La guerrière
La guerrière
Le regard terrifiant de haine, elle avançait,
Glaciale guerrière à l’armure légère :
Sur sa peau la douceur trahissait mensongère
Les effusions de sang qui tâchaient son corset.
Arborant sans éclat son oriflamme noire
En serpentant les champs se rappelait à elle
Chaque jour le tribut de ce soir où pucelle
Un démon remporta sa plus sombre victoire.
En elle il instilla la rage d’une meute
Et sans cesse aux aguets elle attendait ses proies;
Ôtant souvent la vie sans l’once d’un effroi :
La mort était pour elle un odieux thérapeute.
Son cœur en suspension ne connaissant l’été,
Logé dans une abysse effrayante et profonde,
En subissant les coups d’une vie vagabonde
Gardait le goût amer de bonheurs mutilés.
Lassée par tant d’horreurs, terrifiée par son ombre,
Un matin d’hiver froid où le vent la cinglait
Son esprit décida, ainsi, de s’étrangler
D’une corde de fer dans une auberge sombre…
Impossible de fuir les spectres du passé,
Ils étaient contraignants comme la faim du jour
Et la faucheuse avait pour elle tant d’amour
Qu’elle voulu séant la faire trépasser !
Au-delà
Au-delà…
Aux abords de la ville un vieillard croupissait.
Alors que dans le froid son cœur s’assoupissait,
Un passant qui le vit lui proposa de l’aide.
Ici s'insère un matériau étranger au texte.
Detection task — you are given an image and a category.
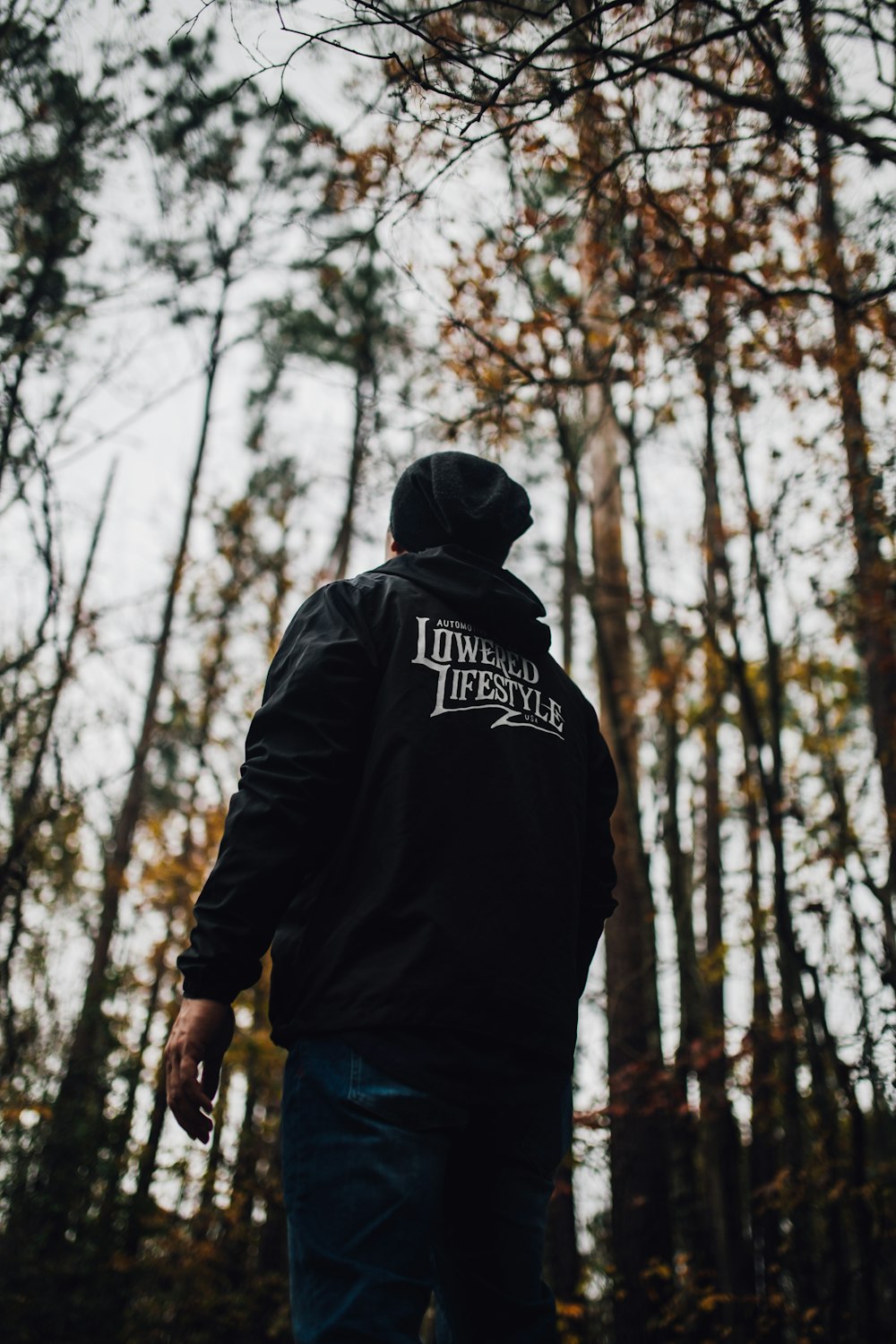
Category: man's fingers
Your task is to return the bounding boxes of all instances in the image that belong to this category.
[165,999,234,1144]
[168,1059,212,1144]
[202,1059,221,1107]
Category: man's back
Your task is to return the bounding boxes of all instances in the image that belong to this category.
[167,453,616,1344]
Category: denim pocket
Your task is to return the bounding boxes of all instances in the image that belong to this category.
[348,1050,466,1131]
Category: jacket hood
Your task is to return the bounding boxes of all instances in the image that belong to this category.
[374,546,551,658]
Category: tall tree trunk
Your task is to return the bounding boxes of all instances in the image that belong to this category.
[697,307,748,1312]
[318,339,376,581]
[0,464,116,925]
[577,360,672,1344]
[32,274,229,1246]
[799,0,896,909]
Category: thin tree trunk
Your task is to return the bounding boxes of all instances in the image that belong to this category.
[799,0,896,910]
[586,371,672,1344]
[325,341,376,580]
[33,276,229,1245]
[0,464,116,930]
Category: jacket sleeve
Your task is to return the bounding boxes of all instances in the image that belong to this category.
[576,707,619,995]
[177,583,377,1003]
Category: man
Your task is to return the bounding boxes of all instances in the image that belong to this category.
[167,452,616,1344]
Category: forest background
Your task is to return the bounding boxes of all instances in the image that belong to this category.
[0,0,896,1344]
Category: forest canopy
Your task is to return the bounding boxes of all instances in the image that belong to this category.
[0,0,896,1344]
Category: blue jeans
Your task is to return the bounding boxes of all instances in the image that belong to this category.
[282,1037,567,1344]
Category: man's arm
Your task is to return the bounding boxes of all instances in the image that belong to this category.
[165,585,376,1142]
[576,711,619,995]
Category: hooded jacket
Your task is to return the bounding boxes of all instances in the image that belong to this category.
[178,546,616,1070]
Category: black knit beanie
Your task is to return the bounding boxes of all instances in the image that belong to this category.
[390,452,532,564]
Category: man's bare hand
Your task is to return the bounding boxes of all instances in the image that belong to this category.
[165,999,234,1144]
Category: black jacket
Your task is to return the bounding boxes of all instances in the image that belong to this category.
[178,547,616,1069]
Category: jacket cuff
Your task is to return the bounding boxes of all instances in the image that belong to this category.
[184,970,239,1004]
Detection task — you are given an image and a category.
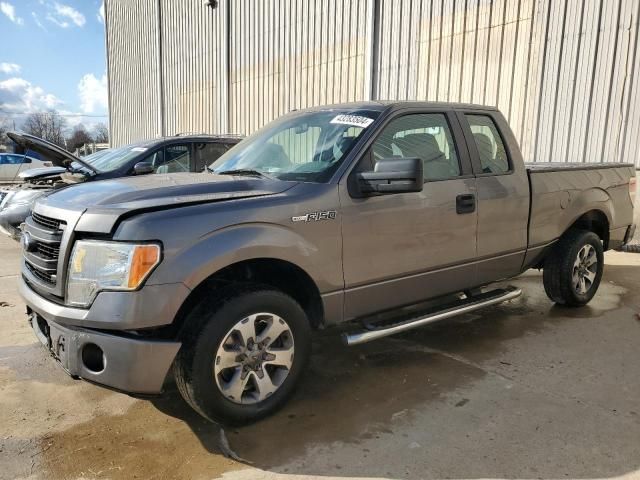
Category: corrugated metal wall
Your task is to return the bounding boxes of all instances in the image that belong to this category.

Mais trop tard, car son corps, de glace était tout raide…
Les yeux de cet ancêtre étaient d’un bleu glacial
Et l’homme qui debout observait ce corps blanc
D’une larme arrosa le lit qu’était son banc :
Pour toujours il quittait le Monde où tout fit mal…
Ce sage en son repos commençait un voyage
Que nul autre en sa chair n’aurait pu supposer…
La lumière embaumait ses peaux décomposées
Pour ainsi le guider vers un autre rivage.
Au gré du vent céleste il redevint jeune homme,
Retrouvant au hasard des magies sidérales
Les femmes qui jadis aux forêts domaniales
Offraient à ses baisers les douceurs de leurs formes
Il avait oublié sa profonde misère,
Des actes humiliants son âme était lavée
Et jamais, plus jamais, il n’irait à la guerre :
La paix serait en lui comme il l’avait rêvée !
Serein, contemplatif, il jugeait du décor :
Ses yeux sur les beautés de leur bleu murmuraient
Qu’aux portes de l’Eden le silence est trésor
Pour qui sait être heureux du futur qu’il n’avait.
Des anges et des Saints l’accueillaient cœurs ouverts
Et son esprit soudain, de joies fut envahit,
Laissant ses sentiments jouer à découverts
Et rencontrer enfin le Divin, ébahis.
Aux abords de la ville un vieillard sommeillait
Alors que dans le froid son cœur s’ensoleillait.
Un passant qui le vit comprit tout son bonheur
Et jamais il n’aurait de la mort quelque peur.